Technology

Anthropic plans move from AI science tools into drug discovery

Anthropic says it wants to develop treatments of its own, even as experts warn AI-designed drugs still face years of lab and clinical testing.

Maya Lindqvist

By Maya Lindqvist · Senior Technology Correspondent

3 min read

Anthropic plans move from AI science tools into drug discovery
Photo: The Verge

Anthropic is preparing to do more than sell AI software to scientists: it also wants to work on medicines of its own. The plan puts a major AI model developer closer to the expensive, slow drug pipeline at a time when no AI-designed drug has yet reached the market with FDA approval, according to The Verge.

The company introduced Claude Science this week at its “The Briefing: AI for Science” event, describing it as an AI workbench meant to bring scattered research tools and datasets into one place. Anthropic said the product can also help generate scientific figures and other visuals, and it presented the launch as part of a push to speed scientific research and health care development.
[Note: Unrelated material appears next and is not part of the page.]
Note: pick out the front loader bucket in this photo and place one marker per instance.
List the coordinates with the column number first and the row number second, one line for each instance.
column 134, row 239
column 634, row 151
Anthropic’s head of life sciences, Eric Kauderer-Abrams, told CNBC that the company also plans to discover its own drugs, with an initial focus on treatments for “neglected” diseases. The Verge reported that Anthropic has not offered many specifics about how that effort would work, including which diseases it would target first or whether it would use outside partners for lab work, animal studies, clinical trials or manufacturing.

A crowded AI drug field

AI companies have been building tools for pharmaceutical and life sciences customers, including OpenAI, Amazon and Google, according to The Verge. Anthropic’s plan goes further by placing the company in the role of a potential drug developer while it also sells software to drugmakers that could become competitors.

The Verge reported that Anthropic would enter a field that already includes AI-focused drug companies such as Insilico, Isomorphic Labs, biotech startups and large pharmaceutical companies developing or buying AI tools. Experts told The Verge that the phrase “AI drug discovery” covers many different uses, from finding molecules and analyzing data to supporting clinical trials and manufacturing.

Namshik Han, a University of Cambridge professor and cofounder of CardiaTec, told The Verge that AI is used across drug discovery and that major drug companies are likely to use it in some form. Matthew Todd, a University College London professor of drug discovery, told The Verge that AI can speed research and test drug ideas, but he said the field remains far from getting an AI-designed drug approved for human use.

Experiments remain the bottleneck

Experts told The Verge that AI may help researchers search chemical and biological possibilities, suggest new drug ideas, identify disease targets or find new uses for existing medicines. They also warned that drug candidates still have to prove safety, effectiveness and practical medical properties through experiments.

Frank von Delft, an Oxford professor of structural chemical biology and head of protein crystallography at the Oxford Centre for Medicines Discovery, told The Verge that current AI models have not removed the need for experiments. He said any Anthropic drug project would require substantial spending on real-world testing.

The Verge reported that Anthropic has been hiring biologists, building wet labs and listing life sciences jobs. Han told The Verge that Anthropic has been recruiting in the field and said some academic colleagues had been approached by the company.

Even if Anthropic identifies a promising candidate, experts told The Verge that clinical development could take years. Todd said medicine testing carries a long delay because safety must be shown experimentally, and The Verge noted that some AI-developed drugs have entered clinical trials, though it remains difficult to judge how much AI contributed or whether those candidates perform better than conventional drugs.

This story draws on original reporting from The Verge.